What this supervisor does on your board
The MAX807MEUE is a battery-backup supervisor IC from Maxim Integrated, designed to monitor a single 5V supply rail and hold a microprocessor in reset until the supply stabilises. It asserts both active-high and active-low reset outputs, giving the designer flexibility to match the reset polarity of the downstream processor or FPGA. The reset timeout is a minimum of 140ms, long enough to let most power supplies settle before the CPU starts executing code.
Sourcing and lifecycle — active, but watch the RoHS flag
This part is listed as RoHS non-compliant. If your assembly line or end-customer requires lead-free solder, you will need a waiver or an alternative part. For legacy builds or military/industrial contracts that explicitly allow tin-lead finishes, this is not an issue — but verify your own exemption status before committing the line.

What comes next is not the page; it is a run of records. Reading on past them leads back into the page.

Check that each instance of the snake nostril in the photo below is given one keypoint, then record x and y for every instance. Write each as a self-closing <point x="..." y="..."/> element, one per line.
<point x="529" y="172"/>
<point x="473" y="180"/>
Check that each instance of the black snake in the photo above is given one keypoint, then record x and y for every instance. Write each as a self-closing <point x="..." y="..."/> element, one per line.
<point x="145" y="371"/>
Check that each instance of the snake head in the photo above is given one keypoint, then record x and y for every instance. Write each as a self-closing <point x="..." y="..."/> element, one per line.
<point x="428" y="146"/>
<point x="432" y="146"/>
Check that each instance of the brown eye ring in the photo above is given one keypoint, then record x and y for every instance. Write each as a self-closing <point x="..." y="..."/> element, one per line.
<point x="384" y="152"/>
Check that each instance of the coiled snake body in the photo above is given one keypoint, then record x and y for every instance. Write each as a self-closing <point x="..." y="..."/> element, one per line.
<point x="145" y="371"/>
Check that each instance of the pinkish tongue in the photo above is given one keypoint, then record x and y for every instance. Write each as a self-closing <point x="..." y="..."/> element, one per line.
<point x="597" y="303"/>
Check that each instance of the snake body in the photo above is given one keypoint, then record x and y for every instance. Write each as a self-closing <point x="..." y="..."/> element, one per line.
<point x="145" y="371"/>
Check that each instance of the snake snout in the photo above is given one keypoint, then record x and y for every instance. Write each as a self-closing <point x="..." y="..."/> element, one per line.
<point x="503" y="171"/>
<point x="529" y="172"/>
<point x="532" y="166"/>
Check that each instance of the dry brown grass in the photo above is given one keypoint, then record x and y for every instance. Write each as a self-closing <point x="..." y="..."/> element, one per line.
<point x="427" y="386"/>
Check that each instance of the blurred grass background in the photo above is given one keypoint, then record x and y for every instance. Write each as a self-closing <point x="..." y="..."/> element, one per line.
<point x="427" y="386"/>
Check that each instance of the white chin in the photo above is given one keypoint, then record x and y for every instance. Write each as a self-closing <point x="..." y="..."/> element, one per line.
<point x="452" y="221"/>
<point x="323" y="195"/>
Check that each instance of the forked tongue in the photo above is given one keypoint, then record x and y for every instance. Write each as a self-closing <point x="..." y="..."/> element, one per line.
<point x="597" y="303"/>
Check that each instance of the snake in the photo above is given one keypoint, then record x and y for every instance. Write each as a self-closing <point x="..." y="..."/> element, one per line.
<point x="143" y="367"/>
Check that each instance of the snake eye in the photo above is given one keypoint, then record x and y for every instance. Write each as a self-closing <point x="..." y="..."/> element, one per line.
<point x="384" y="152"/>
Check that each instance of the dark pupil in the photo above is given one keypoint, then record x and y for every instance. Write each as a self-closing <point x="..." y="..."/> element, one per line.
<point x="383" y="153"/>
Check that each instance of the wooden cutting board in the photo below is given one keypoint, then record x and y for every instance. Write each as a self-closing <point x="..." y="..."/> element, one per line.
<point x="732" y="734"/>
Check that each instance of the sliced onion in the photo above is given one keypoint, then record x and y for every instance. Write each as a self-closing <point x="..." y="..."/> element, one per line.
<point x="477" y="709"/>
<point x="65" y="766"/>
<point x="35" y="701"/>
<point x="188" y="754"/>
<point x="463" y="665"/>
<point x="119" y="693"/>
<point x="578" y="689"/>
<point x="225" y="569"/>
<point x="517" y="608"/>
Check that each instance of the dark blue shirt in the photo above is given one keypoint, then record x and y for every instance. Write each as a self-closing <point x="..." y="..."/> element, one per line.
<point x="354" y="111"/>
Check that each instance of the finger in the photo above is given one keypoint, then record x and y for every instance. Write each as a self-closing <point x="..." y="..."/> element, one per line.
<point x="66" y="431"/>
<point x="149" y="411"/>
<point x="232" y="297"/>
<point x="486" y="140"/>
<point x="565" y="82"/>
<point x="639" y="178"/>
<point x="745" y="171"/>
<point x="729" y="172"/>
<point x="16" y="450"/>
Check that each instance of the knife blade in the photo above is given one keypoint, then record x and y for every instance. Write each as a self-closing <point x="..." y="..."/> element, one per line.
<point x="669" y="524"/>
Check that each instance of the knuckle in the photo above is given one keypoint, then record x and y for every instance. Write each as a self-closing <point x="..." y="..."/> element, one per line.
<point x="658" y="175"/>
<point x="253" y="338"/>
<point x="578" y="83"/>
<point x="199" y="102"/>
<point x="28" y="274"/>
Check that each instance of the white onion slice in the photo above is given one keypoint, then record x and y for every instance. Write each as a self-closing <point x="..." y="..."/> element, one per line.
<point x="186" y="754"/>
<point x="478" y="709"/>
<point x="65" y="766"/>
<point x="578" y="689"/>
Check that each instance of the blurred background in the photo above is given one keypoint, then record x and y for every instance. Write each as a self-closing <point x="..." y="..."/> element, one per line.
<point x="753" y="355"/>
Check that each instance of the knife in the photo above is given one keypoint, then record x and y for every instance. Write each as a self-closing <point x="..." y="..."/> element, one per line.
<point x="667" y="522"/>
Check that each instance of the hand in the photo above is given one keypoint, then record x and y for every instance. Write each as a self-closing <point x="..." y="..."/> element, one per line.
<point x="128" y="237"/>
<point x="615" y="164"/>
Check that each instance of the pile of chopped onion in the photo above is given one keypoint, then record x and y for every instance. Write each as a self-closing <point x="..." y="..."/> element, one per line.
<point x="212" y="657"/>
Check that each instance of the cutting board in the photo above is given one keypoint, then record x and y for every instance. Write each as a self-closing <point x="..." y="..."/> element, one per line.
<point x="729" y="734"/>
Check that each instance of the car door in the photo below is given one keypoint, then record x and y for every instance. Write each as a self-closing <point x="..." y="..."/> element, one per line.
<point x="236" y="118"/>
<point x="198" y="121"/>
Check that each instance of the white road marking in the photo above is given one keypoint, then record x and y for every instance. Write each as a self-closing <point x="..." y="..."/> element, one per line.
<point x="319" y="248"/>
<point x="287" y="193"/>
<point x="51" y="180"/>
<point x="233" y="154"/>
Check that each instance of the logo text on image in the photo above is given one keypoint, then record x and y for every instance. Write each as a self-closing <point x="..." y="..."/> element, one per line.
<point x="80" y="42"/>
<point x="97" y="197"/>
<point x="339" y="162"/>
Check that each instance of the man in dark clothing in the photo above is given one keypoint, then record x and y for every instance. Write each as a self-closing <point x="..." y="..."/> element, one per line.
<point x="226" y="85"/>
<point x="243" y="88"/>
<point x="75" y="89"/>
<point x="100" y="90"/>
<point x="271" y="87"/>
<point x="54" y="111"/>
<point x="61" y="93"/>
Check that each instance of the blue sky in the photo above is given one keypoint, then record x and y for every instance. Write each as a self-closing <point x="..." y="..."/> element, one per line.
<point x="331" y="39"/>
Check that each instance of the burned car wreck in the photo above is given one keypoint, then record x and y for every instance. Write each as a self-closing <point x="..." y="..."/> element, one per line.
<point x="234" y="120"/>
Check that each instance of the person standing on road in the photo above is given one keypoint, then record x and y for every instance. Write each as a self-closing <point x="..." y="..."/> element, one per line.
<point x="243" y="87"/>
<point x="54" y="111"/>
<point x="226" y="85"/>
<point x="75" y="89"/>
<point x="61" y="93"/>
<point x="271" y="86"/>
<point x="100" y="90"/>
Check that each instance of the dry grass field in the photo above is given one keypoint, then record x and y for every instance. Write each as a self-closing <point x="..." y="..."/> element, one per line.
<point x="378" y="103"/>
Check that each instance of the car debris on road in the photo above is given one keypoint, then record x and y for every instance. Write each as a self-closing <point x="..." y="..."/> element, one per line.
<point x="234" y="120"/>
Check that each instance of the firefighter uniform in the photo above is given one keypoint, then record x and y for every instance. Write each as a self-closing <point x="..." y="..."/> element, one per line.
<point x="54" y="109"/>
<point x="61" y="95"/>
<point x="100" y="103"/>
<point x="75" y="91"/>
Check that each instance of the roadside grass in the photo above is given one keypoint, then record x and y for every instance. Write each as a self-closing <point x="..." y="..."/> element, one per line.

Threshold and timeout — what the numbers mean for your design
The 140ms minimum reset timeout is a fixed delay, not programmable. It is long enough to cover most linear and switching regulator start-up times, but if your supply has an unusually slow ramp (e.g., a large capacitive load on a low-dropout regulator), verify that the rail is stable within that window. If the timeout expires before the rail is fully settled, the processor may start executing before the supply is within tolerance. Having both active-high and active-low reset outputs means you can drive the reset pin of any common processor without an external inverter. Many modern MCUs use active-low reset; some FPGAs or legacy CPUs use active-high. This part covers both cases from a single IC, saving a logic gate and a trace.